Results of a randomized study [N Engl J Med. 2012;366(4):310-320] show that the addition of capecitabine or gemcitabine to anthracycline-taxane–based neoadjuvant chemotherapy did not improve pathologic complete response in women with breast cancer, whereas the addition of neoadjuvant bevacizumab had a modest but significant increase in the rate of pathologic complete response in the breast. However, the rate of pathologic complete response in the breast and nodes was not significantly increased with the addition of bevacizumab which, according to the authors of the study, “may indicate that this drug will have a lesser effect on patient outcomes.”

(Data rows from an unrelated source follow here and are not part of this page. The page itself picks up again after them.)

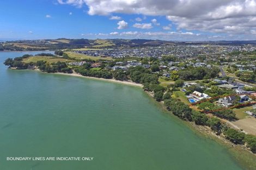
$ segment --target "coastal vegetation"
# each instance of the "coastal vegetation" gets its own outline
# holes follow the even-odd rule
[[[131,59],[133,60],[131,61],[129,58],[114,60],[111,58],[88,56],[72,52],[57,51],[55,55],[41,53],[36,56],[25,55],[14,59],[8,58],[4,64],[18,69],[36,68],[48,73],[75,72],[84,76],[141,84],[144,91],[156,101],[163,103],[168,110],[180,119],[193,122],[198,125],[208,126],[217,135],[224,136],[234,144],[244,145],[255,153],[256,137],[229,127],[224,120],[236,119],[236,114],[233,110],[225,109],[215,103],[217,99],[215,97],[234,94],[233,90],[221,89],[212,81],[218,76],[218,67],[184,67],[180,64],[180,67],[184,68],[171,71],[169,78],[167,79],[172,81],[172,83],[162,86],[161,83],[170,81],[160,79],[163,74],[160,63],[177,61],[175,56],[163,56],[162,59],[157,60],[150,58]],[[124,63],[127,62],[132,66],[123,69]],[[132,65],[138,62],[140,65]],[[74,65],[73,63],[79,65]],[[199,85],[191,84],[184,87],[186,81],[189,83],[191,80],[198,81]],[[184,88],[182,91],[182,88]],[[195,91],[208,93],[212,98],[191,105],[185,95]],[[239,104],[238,100],[236,102],[237,103],[234,103],[234,105]]]

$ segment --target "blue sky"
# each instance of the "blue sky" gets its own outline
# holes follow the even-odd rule
[[[255,0],[194,2],[3,0],[0,39],[256,39]]]

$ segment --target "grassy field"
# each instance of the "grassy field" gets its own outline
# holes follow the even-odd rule
[[[8,43],[6,44],[7,45],[12,45],[14,47],[20,47],[20,48],[46,48],[46,47],[35,47],[32,45],[29,45],[29,44],[26,44],[26,43]]]
[[[160,78],[158,80],[160,82],[160,85],[163,87],[167,87],[169,84],[174,84],[174,81],[173,80],[166,80],[162,78]]]
[[[190,104],[190,102],[188,102],[184,92],[181,91],[176,91],[173,93],[174,94],[174,96],[173,96],[173,97],[175,97],[175,98],[179,99],[182,102],[186,104]]]
[[[22,61],[24,62],[36,62],[38,61],[46,61],[47,62],[49,62],[51,63],[52,62],[56,62],[58,61],[60,61],[60,62],[69,62],[69,61],[74,61],[74,60],[68,60],[68,59],[63,59],[63,58],[53,58],[51,56],[31,56],[26,59],[23,59]]]
[[[103,59],[106,60],[111,60],[112,59],[112,58],[111,57],[101,58],[100,56],[92,56],[71,52],[65,52],[64,53],[68,54],[70,58],[75,58],[75,59],[77,60],[91,59],[96,61],[99,60],[99,59]]]
[[[81,48],[72,49],[73,51],[88,51],[88,50],[102,50],[101,48]]]
[[[115,45],[115,44],[112,43],[111,41],[107,40],[96,40],[95,42],[98,44],[93,46],[93,47],[95,48],[113,46]]]
[[[235,113],[236,116],[240,119],[246,118],[248,116],[247,114],[245,113],[245,111],[251,110],[253,109],[252,106],[244,107],[239,109],[234,109],[233,110]]]
[[[94,71],[100,71],[101,70],[101,68],[93,68],[90,70],[94,70]]]
[[[70,42],[70,41],[68,40],[53,40],[51,41],[50,43],[69,43]]]

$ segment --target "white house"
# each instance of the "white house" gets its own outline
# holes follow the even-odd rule
[[[197,91],[194,91],[193,93],[190,94],[190,96],[197,101],[199,101],[205,98],[210,98],[210,97],[208,95],[204,93],[200,93]]]

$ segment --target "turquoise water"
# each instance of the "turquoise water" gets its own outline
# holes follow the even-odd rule
[[[196,101],[195,101],[193,99],[192,99],[192,98],[190,98],[190,99],[188,99],[188,100],[190,100],[190,103],[194,103],[194,102],[196,102]]]
[[[225,148],[163,112],[141,89],[2,64],[22,55],[0,53],[0,169],[242,169]]]

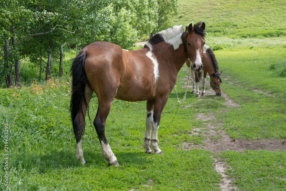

The study also found that the addition of bevacizumab increased a number of toxic side effects including left ventricular dysfunction. The study, conducted by investigators from the National Surgical Adjuvant Breast and Bowel Project, was undertaken to determine whether the addition of capecitabine or gemcitabine to anthracycline-taxane–based (docetaxel followed by the anthracycline doxorubicin plus cyclophosphamide) neoadjuvant chemotherapy regimens would increase rates of pathologic complete response in the breast in women with operable breast cancer, and whether the addition of bevacizumab to these neoadjuvant chemotherapy regimens would increase the rates of pathologic complete response. Between January 2007 and June 2010, 1206 patients were enrolled in the study and randomized to 1 of 3 neoadjuvant chemotherapy regimens: (1) docetaxel group (100 mg/m2 of body surface area on day 2; n=201); (2) docetaxel-capecitabine group (75 mg/m2 on day 1 of docetaxel and 825 mg/m2 on days 1-14 of capecitabine; n=204); or (3) docetaxel-gemcitabine (75 mg/m2 on day 1 of docetaxel and 1000 mg/m2 on days 1 and 8 of gemcitabine; n=197). All regimens were followed by doxorubicin-cyclophosphamide for 4 cycles. Half of the patients were also randomized to receive neoadjuvant bevacizumab (15 mg per kilogram of body weight) for the first 6 cycles of chemotherapy.
Overall, 199 patients received docetaxel plus bevacizumab, 201 received docetaxel-capecitabine plus bevacizumab, and 204 received docetaxel-gemcitabine plus bevacizumab. Women included in the study had primary operable HER2-negative breast cancer, palpable primary tumor ≥2.0 cm in diameter of the breast, tumor stage T1c to T3, nodal stage N0 to N2a, metastasis stage M0, an Eastern Cooperative Oncology Group performance status of 0 or 1, and normal left ventricular ejection fraction. The primary end point of the study was the rate of pathologic complete response in the breast, defined as the absence of histologic evidence of invasive tumor cells in the surgical breast specimen. Pathologic complete response in the breast and nodes was among the secondary end points examined. Of the 1206 randomized patients, 1186 were available for the primary analyses. The study found the rate of pathologic complete response did not significantly increase with the addition of either capecitabine or gemcitabine to docetaxel therapy compared with docetaxel therapy alone (29.7% and 31.8%, respectively, vs 32.7%; P=.69). For the patients also treated with bevacizumab, the rate of pathologic complete response was significantly increased compared with those who did not receive bevacizumab (34.5% vs 28.2%; P=.02).
Patients with hormone-receptor–positive breast cancer had an even greater increased rate of pathologic complete response (23.2% with bevacizumab vs 15.1% without; P=.007), whereas the rate of pathologic complete response was not significantly different between the 2 treatment groups in women with hormone-receptor–negative breast cancer (51.5% with bevacizumab vs 47.1% without; P=.34). When looking at the rate of pathologic complete response in the breast and nodes, the study found no significant difference between patients who received bevacizumab and those who did not (27.6% vs 23.0%, respectively; P=.08).
The study also found that the addition of bevacizumab was associated with increased rates of left ventricular systolic dysfunction, hypertension, mucositis, and hand-foot syndrome. The addition of capecitabine and gemcitabine was associated with increased hand-foot disease, mucositis, and neutropenia. According to the authors, a major advantage to the neoadjuvant approach of using bevacizumab is the “opportunity to discover molecular markers that might predict a benefit from bevacizumab. Such markers would allow the selective use of this agent in the subsets of patients most likely to have improved outcomes with the use of the drug,” they concluded.